Date format mapping - we have done a simple mapping in NumberDateFormat. However, it is probably wrong to assume that all dates should go before times separated by a space.

You may also find this document helpful: https://unicode.org/reports/tr35/tr35-numbers.html.

NightOwl888 avatar Dec 24 '22 01:12 NightOwl888

Thanks for your input @NightOwl888.

It's really unfortunate that ICU APIs are not part of the framework.

It doesn't seem practical to implement this "from scratch", so maybe this library should just add basic support using .NET format strings, and perhaps clarify in the README that the behaviour is not 1-to-1 with other ICU libraries.

If ICU4N ever reaches a point where number, date, and other formatting is fully supported, messageformat.net could consider making use of that functionality to better align with ICU standards.

glen-84 avatar Dec 28 '22 13:12 glen-84

It's really unfortunate that ICU APIs are not part of the framework.

Or fortunate, depending on how you look at it.

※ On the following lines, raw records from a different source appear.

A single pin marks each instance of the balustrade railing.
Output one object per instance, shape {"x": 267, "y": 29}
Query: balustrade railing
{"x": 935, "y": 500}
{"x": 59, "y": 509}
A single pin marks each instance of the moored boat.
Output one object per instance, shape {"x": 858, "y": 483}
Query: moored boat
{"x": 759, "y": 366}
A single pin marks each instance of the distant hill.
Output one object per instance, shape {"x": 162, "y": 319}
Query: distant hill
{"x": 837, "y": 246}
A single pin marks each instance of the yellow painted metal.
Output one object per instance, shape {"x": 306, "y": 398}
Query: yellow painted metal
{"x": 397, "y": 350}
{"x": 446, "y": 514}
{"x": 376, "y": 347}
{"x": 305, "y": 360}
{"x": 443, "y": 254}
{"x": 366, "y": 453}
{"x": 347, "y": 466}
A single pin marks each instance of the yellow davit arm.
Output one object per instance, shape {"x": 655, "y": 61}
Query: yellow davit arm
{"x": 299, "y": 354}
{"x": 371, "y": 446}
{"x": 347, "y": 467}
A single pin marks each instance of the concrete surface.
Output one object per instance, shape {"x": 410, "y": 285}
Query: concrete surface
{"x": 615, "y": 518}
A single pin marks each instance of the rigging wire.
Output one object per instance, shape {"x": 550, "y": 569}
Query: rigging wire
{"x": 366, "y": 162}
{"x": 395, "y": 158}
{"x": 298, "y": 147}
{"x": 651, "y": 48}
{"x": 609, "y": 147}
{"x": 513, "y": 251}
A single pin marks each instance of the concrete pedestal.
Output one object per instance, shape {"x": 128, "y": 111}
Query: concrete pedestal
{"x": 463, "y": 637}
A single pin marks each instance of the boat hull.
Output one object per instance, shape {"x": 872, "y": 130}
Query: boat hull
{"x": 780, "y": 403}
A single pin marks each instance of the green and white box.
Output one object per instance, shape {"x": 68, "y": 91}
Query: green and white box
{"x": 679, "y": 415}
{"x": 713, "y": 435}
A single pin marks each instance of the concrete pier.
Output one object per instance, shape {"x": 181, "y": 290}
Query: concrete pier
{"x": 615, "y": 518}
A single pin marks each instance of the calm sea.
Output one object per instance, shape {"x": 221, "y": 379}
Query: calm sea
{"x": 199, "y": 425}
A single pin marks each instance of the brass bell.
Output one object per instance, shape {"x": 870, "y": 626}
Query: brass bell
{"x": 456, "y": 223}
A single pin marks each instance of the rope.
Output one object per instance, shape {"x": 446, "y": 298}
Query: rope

The ICU code isn't always the most efficient and the fact that Microsoft made a high-performance formatter instead of trying to pipe stuff back to the C++ version (and deal with the threading issues) is something we all benefit from.

It doesn't seem practical to implement this "from scratch", so maybe this library should just add basic support using .NET format strings, and perhaps clarify in the README that the behaviour is not 1-to-1 with other ICU libraries.

Well, messageformat.net is a bit more "from scratch" than the direction that ICU4N is heading, being that messageformat.net uses the pluralization data from the CLDR. I wasn't trying to discourage anyone from adding the date, time, and duration features, but was just trying to be helpful on how much work is involved in doing such a thing.

If ICU4N ever reaches a point where number, date, and other formatting is fully supported, messageformat.net could consider making use of that functionality to better align with ICU standards.

Seems a bit strange to do it that way, since messageformat.net is tiny and ICU4N has ~20MB of resource files (the next release will put them into satellite assemblies). IMO, adding the extra features to messageformat.net would be good since they can be combined more easily to build the formatted output.

As for ICU4N, I am still debating how to deal with formatting. .NET provides zero support for extending parsers, and custom formatters don't let you format any date or number types (they are hard coded to ask for a NumberFormatInfo or DateTimeFormatInfo, which are both sealed). And I have learned by porting the documentation comments that the design of MessageFormat is over 20 years old. It really could have been a lot better if it had been designed after generics were a thing.

The way forward in ICU is apparently using fluent APIs all the way (there is a preview of MessageFormatter in the current version which does just that).

Of course, this design still breaks a core design principle of .NET - never store CultureInfo in a field! Otherwise, if you specify CultureInfo.CurrentCulture you will be in for a surprise when your message is formatted in the current culture when the formatter was created, not the current culture now.

For .NET, I am envisioning a static API like the ones Microsoft made that can be used directly by advanced users (accepting a lump of settings and culture data as parameters) with an ICU-like fluent API for novice users or those who want the formatting settings to be "in plain English" in the code.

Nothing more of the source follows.